To run the API unit tests:
- If you haven't already, go to the
<PATH_TO_YOUR_WORKSPACE>
directory and install the required dependencies using:pip install -r requirements.txt
- Go to the
<PATH_TO_YOUR_WORKSPACE>/api
directory and run:pytest --verbose --cov-report term-missing --cov ./ -s
- If you see this error
NoRegionError: You must specify a region.
, export the region environment variable as follows:export AWS_DEFAULT_REGION=us-west-2
- If you see this error
To run the UI unit tests, go to the <PATH_TO_YOUR_WORKSPACE>/ui
directory and run:
npm run test
Build and deploy the code
Go to the <PATH_TO_YOUR_WORKSPACE>
directory and run:
$ ./run \
--suffix <SUFFIX, optional with default value as no suffix, so stack name will be 'AWSOpsWheel'> \
--email <EMAIL_ADDRESS, required only during initial stack creation> \
--no-clean <CLEAN_BUILD_DIRECTORY, optional with default value as False. Note that do not clean the build directory before building or remove the deploy working directory>
This will:
- Create a
./build
directory with all of the build artifacts - Package the build artifacts up into a zip file with name based on a hash of the contents and upload it to S3 for lambda deployment
- Compile the Service CloudFormation Template:
- Create the lambda functions for all of the routes in the API
- Add policies for lambda functions to be called by the gateway's functions
- Create/update the DynamoDB Tables
- Create the lambda execution IAM role
- Create the swagger configuration for API Gateway that points the paths to their functions
- Deploy the template directly to CloudFormation through update or create, depending on if it's a new stack
Start Local Dev Server
Go to the <PATH_TO_YOUR_WORKSPACE>/ui
directory and run:
npm run start
Miscellaneous
Import Participant data from .csv file
To populate Participant data from .csv file to one of your wheels you can use a tool that is in utils
folder.
All parameters are required.
$ <PATH_TO_YOUR_WORKSPACE>/utils/wheel_feeder.py \
--wheel-url <https://<your_api_gateway>.amazonaws.com> \
--wheel-id <TARGET_WHEEL_ID> \
--csv-file-path <PATH_TO_CSV_FILE> \
--cognito-user-pool-id <COGNITO_USER_POOL_ID> \
--cognito-client-id <COGNITO_CLIENT_ID>
List Stacks
To list all Stacks that are currently provisioned (or have been in the past):
$ aws cloudformation list-stacks
Delete Stack
To delete existing stack:
$ aws cloudformation delete-stack [--suffix SUFFIX_NAME]

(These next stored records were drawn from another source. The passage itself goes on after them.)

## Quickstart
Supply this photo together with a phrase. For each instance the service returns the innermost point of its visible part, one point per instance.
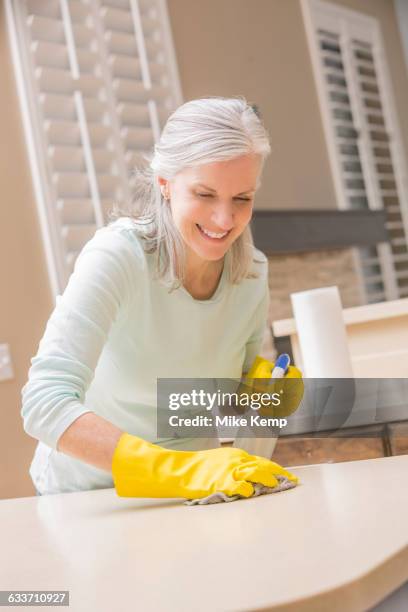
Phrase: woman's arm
(92, 439)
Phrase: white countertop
(353, 316)
(337, 542)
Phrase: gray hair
(199, 132)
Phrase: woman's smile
(211, 235)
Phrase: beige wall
(226, 47)
(25, 300)
(258, 49)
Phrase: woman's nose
(223, 216)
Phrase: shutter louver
(362, 135)
(100, 80)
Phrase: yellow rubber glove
(142, 469)
(291, 392)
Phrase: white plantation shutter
(362, 132)
(97, 80)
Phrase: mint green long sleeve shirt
(113, 332)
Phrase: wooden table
(337, 542)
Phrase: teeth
(213, 234)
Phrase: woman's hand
(142, 469)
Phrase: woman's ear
(164, 187)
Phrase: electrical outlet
(6, 367)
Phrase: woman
(176, 291)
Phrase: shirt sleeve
(254, 344)
(76, 332)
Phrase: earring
(165, 194)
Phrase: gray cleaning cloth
(259, 489)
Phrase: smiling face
(212, 204)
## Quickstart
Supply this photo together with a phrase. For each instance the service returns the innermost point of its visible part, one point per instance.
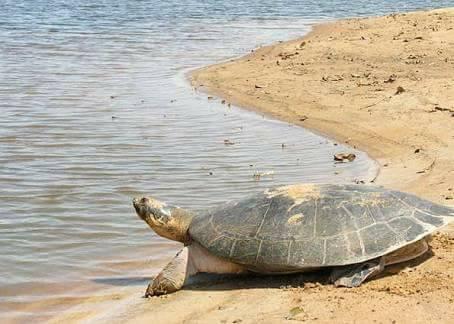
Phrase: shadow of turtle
(213, 282)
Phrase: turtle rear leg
(173, 276)
(355, 274)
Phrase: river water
(95, 109)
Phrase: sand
(384, 85)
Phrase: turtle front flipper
(354, 275)
(173, 276)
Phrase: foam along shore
(382, 84)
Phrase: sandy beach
(384, 85)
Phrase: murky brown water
(95, 109)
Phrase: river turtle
(355, 230)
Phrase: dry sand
(384, 85)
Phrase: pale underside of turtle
(354, 229)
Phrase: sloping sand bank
(385, 85)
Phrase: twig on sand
(430, 167)
(375, 103)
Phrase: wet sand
(384, 85)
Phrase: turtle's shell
(311, 226)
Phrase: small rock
(399, 90)
(344, 157)
(391, 78)
(296, 310)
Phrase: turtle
(352, 230)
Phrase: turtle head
(167, 221)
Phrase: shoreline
(400, 167)
(420, 294)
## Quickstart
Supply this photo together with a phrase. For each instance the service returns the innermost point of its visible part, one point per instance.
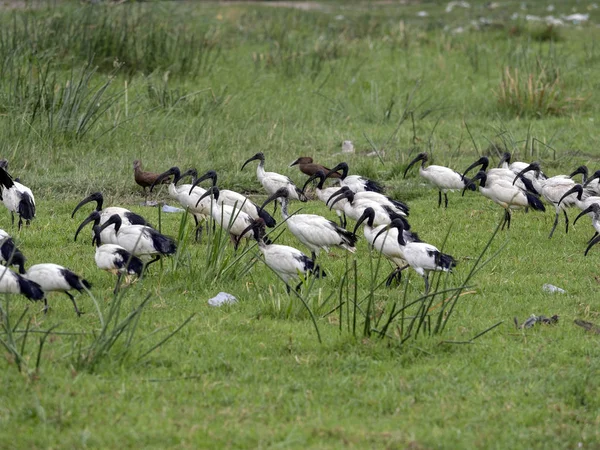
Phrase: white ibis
(13, 283)
(234, 220)
(383, 200)
(594, 209)
(506, 195)
(237, 200)
(17, 198)
(272, 181)
(324, 194)
(116, 259)
(128, 217)
(314, 231)
(553, 190)
(442, 178)
(422, 257)
(355, 208)
(356, 183)
(186, 194)
(55, 278)
(284, 260)
(388, 247)
(140, 240)
(10, 255)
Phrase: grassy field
(85, 90)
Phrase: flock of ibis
(126, 244)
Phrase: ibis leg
(74, 304)
(554, 226)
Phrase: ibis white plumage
(442, 178)
(272, 181)
(288, 262)
(314, 231)
(356, 183)
(56, 278)
(422, 257)
(17, 198)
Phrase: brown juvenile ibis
(146, 179)
(308, 167)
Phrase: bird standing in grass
(55, 278)
(284, 260)
(145, 179)
(17, 198)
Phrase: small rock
(222, 298)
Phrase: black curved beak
(212, 191)
(577, 188)
(93, 217)
(529, 168)
(254, 158)
(480, 162)
(172, 171)
(95, 197)
(412, 163)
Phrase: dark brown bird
(146, 179)
(307, 166)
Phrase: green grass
(297, 83)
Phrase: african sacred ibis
(234, 220)
(324, 194)
(10, 255)
(355, 208)
(383, 200)
(272, 181)
(442, 178)
(552, 190)
(356, 183)
(116, 259)
(422, 257)
(140, 240)
(314, 231)
(506, 195)
(186, 194)
(387, 247)
(128, 217)
(237, 200)
(594, 209)
(55, 278)
(284, 260)
(13, 283)
(17, 198)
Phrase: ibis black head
(173, 171)
(535, 166)
(259, 156)
(95, 197)
(320, 174)
(575, 189)
(115, 220)
(343, 166)
(423, 157)
(348, 195)
(368, 215)
(583, 170)
(595, 175)
(93, 217)
(484, 162)
(214, 191)
(340, 191)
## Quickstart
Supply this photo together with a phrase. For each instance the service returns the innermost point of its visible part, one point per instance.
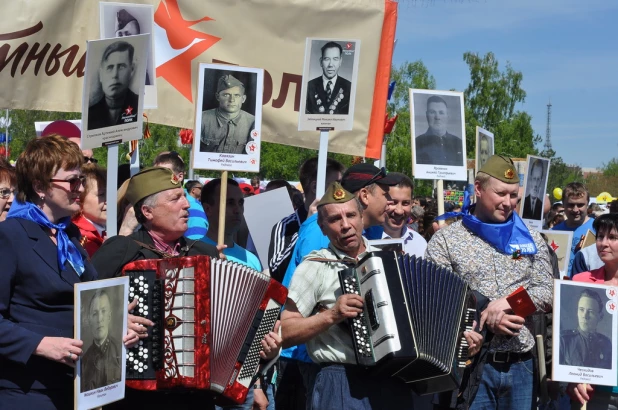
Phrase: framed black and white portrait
(101, 323)
(584, 342)
(114, 81)
(120, 20)
(535, 186)
(484, 147)
(438, 135)
(228, 123)
(328, 92)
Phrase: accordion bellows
(210, 316)
(413, 321)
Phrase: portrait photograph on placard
(438, 134)
(585, 325)
(228, 120)
(126, 19)
(114, 81)
(535, 186)
(328, 92)
(101, 323)
(484, 147)
(560, 242)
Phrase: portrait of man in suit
(533, 204)
(437, 146)
(119, 104)
(101, 364)
(329, 93)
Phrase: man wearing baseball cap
(493, 250)
(227, 129)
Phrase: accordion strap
(163, 254)
(350, 262)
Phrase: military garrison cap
(123, 18)
(228, 81)
(501, 168)
(151, 181)
(335, 194)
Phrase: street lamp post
(5, 122)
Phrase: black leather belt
(508, 357)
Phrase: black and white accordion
(413, 320)
(210, 316)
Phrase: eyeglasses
(74, 183)
(6, 192)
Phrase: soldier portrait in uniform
(535, 188)
(330, 92)
(589, 342)
(484, 146)
(438, 130)
(226, 128)
(101, 364)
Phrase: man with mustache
(329, 93)
(227, 129)
(101, 365)
(437, 146)
(234, 210)
(119, 104)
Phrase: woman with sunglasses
(42, 260)
(8, 183)
(92, 219)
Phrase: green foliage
(398, 145)
(490, 101)
(611, 168)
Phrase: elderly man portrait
(437, 146)
(227, 128)
(533, 204)
(329, 93)
(585, 346)
(119, 104)
(101, 364)
(127, 25)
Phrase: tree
(398, 145)
(490, 101)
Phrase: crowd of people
(53, 213)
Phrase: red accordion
(210, 316)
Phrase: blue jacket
(36, 300)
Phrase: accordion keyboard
(147, 356)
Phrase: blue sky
(567, 50)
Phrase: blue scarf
(508, 237)
(66, 249)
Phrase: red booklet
(521, 303)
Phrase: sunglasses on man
(75, 183)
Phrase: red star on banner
(177, 71)
(554, 245)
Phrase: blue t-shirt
(577, 234)
(238, 254)
(198, 223)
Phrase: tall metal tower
(547, 146)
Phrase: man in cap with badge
(495, 253)
(227, 129)
(119, 104)
(340, 384)
(329, 93)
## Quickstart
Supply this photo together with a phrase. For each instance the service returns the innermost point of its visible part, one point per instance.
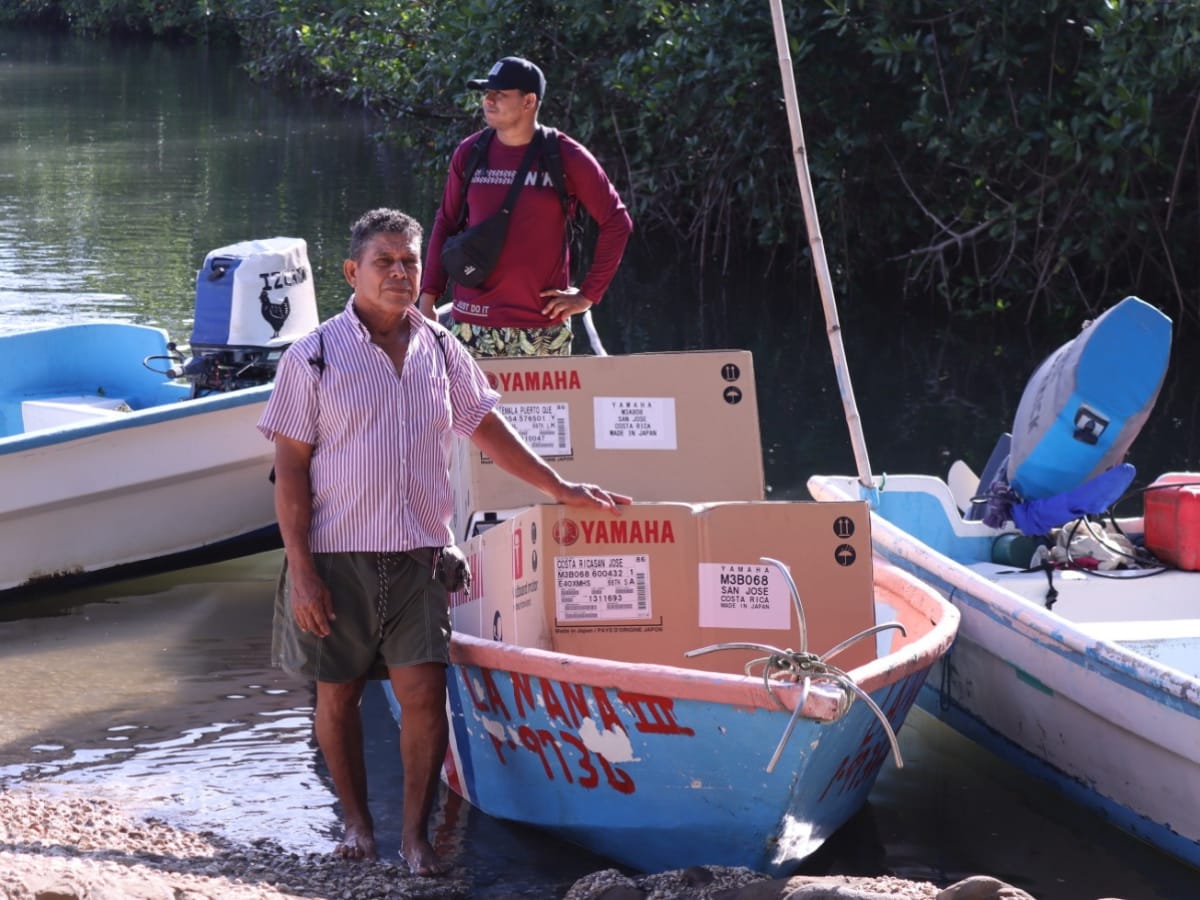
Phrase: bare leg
(421, 691)
(340, 736)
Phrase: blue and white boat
(1081, 675)
(117, 450)
(1095, 689)
(660, 763)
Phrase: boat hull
(157, 475)
(159, 483)
(1096, 701)
(660, 767)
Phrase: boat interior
(1150, 611)
(82, 373)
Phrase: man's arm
(503, 444)
(311, 603)
(427, 304)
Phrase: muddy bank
(70, 847)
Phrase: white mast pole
(816, 244)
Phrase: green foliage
(997, 157)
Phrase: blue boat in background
(119, 453)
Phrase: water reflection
(124, 169)
(156, 691)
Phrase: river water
(121, 165)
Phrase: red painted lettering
(522, 694)
(529, 742)
(592, 778)
(609, 718)
(493, 695)
(655, 715)
(471, 689)
(553, 706)
(618, 780)
(576, 706)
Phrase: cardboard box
(669, 577)
(658, 426)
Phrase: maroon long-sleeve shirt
(535, 257)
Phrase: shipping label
(598, 588)
(635, 423)
(546, 427)
(744, 595)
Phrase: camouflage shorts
(485, 341)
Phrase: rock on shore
(64, 847)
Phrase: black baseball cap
(513, 73)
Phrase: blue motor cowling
(253, 299)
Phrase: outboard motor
(253, 300)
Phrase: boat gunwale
(917, 655)
(1056, 633)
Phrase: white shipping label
(744, 595)
(599, 588)
(635, 423)
(546, 427)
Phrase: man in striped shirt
(361, 415)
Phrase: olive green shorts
(486, 341)
(390, 613)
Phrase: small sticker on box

Set up continuous deployment
Create continuous deployment resources:
aws cloudformation create-stack --stack-name AWSOpsWheel --template-body file://cloudformation/continuous-deployment.yml --parameters ParameterKey=AdminEmail,[email protected] --capabilities CAPABILITY_NAMED_IAM
aws cloudformation wait stack-create-complete --stack-name AWSOpsWheel
Make sure you have your preferred CodeCommit access configured.
The following assumes that you are using the AWS CLI Credential Helper.
Push to the newly created git repository:
git config --global credential.helper '!aws codecommit credential-helper $@'
git config --global credential.UseHttpPath true
git remote add app `aws cloudformation describe-stacks --stack-name AWSOpsWheel --query 'Stacks[0].Outputs[?OutputKey==\`RepositoryCloneUrl\`].OutputValue' --output text`
git push app master
Wait for the pipeline to finish deploying:
aws cloudformation describe-stacks --stack-name AWSOpsWheel --query 'Stacks[0].Outputs[?OutputKey==`PipelineConsoleUrl`].OutputValue' --output text
Get the URL of the newly deployed application:
aws cloudformation describe-stacks --stack-name AWSOpsWheel-application --query 'Stacks[0].Outputs[?OutputKey==`Endpoint`].OutputValue' --output text
Wheel Customization
To change how fast wheels spin, modify EASE_OUT_FRAMES
and LINEAR_FRAMES
in wheel.jsx
.
Lower values correspond to faster spinning.